FREETOWN (AFP) — Sierra Leone’s new leader, President Ernest Bai Koroma, on Friday declared that the war-scarred country has turned a page on its bloody past and is headed for economic growth again.
“A new era of peace, security stability and social economic progress has come to our country,” he said in his first ever address to the nation since taking office three weeks ago.
He made the address during the first session of the country’s 124-strong parliament in the capital.
“Never again shall we turn against each other to spill the precious blood of our brothers, sisters and children as a new dawn has broken on the horizon of our nation, bringing forth a new Sierra Leone where there are no ethnic or regional boundaries,” he added.
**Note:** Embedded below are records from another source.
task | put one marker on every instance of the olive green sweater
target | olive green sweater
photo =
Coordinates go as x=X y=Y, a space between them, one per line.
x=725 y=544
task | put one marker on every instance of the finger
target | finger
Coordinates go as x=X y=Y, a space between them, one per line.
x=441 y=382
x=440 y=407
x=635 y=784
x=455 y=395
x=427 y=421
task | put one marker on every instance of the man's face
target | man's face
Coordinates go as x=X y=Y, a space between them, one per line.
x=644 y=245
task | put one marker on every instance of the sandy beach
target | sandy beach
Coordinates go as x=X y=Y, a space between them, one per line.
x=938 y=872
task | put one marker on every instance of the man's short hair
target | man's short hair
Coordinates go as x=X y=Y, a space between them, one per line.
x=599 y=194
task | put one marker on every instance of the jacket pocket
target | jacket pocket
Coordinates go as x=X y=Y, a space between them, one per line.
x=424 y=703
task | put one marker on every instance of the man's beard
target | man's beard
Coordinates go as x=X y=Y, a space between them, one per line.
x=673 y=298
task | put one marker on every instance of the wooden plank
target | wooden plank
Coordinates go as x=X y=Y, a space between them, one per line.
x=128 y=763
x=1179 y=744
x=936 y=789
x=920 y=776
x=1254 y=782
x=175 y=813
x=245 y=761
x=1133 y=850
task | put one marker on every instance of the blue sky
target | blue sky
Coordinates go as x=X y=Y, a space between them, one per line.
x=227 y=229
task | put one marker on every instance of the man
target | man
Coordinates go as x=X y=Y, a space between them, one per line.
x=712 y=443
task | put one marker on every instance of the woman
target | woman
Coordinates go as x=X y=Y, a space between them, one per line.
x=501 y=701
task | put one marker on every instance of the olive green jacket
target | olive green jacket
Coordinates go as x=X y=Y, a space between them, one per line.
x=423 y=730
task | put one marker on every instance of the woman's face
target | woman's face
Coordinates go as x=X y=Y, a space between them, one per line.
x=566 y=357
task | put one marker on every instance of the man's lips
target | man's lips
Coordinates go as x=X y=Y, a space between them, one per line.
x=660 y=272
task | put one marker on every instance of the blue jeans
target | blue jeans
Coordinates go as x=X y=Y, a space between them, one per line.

“I am in politics to make a difference,” said the leader of the All People’s Congress (APC), which had been in opposition but narrowly became the largest parliamentary party in August polls.
Koroma went on last month to win closely watched elections seen as a test of whether the former British colony had put the violence of its 1991-2001 civil conflict behind it.
The war, funded by blood diamonds and considered one of the most brutal in modern history, left around 120,000 people dead and thousands more mutilated and traumatised.
To foster post-conflict reconciliation, Koroma said the recommendations of a truth and reconciliation commission (TRC) created under his predecessor after the war would be applied.
The TRC report has gathered dust on the shelves of the former government since it was handed over to ex-president Ahmad Tejan Kabbah on October 5, 2004.
“There is a need to put more impetus behind the process of reconciliation and to provide the appropriate mechanism for the spirit of reconciliation to continue to flourish,” Koroma stressed.
Lawmakers attired in their party colours brightened the atmosphere at the ceremony with both government and opposition legislators clapping lustily and raising clenched fists in support of Koroma’s speech.
In parliament’s forecourt, hundreds of party supporters from the ruling APC, the former governing Sierra Leone People’s Party and the opposition People’s Movement for Democratic Change, hobnobbed, carrying placards reading “a new dawn is here”.
Koroma vowed to root out widespread corruption in Sierra Leone, which is rated the world’s second poorest nation despite its huge diamond wealth.
He said the country’s anti-corruption law of 2002 will come under review make the anti-graft task force more effective and independent.
Alleged cases of corrupt practices by public servants would be a subject for investigation and prosecution, he said.
“The culture of impunity that has taken root in Sierra Leone will be eliminated,” he said.
To promote transparency and accountability, he ordered that all public officials including himself would be required to declare their assets.
He pledged an economic turnaround within the next three years.
Koroma warned that in a “new Sierra Leone where we will work harder than before”, civil servants should separate their work from politics and will no longer be allowed in political activities under his administration.
He pledged that his government will cooperate with international agencies fighting to stamp out the trafficking of arms, drugs and people, in his desire to promote the rule of law.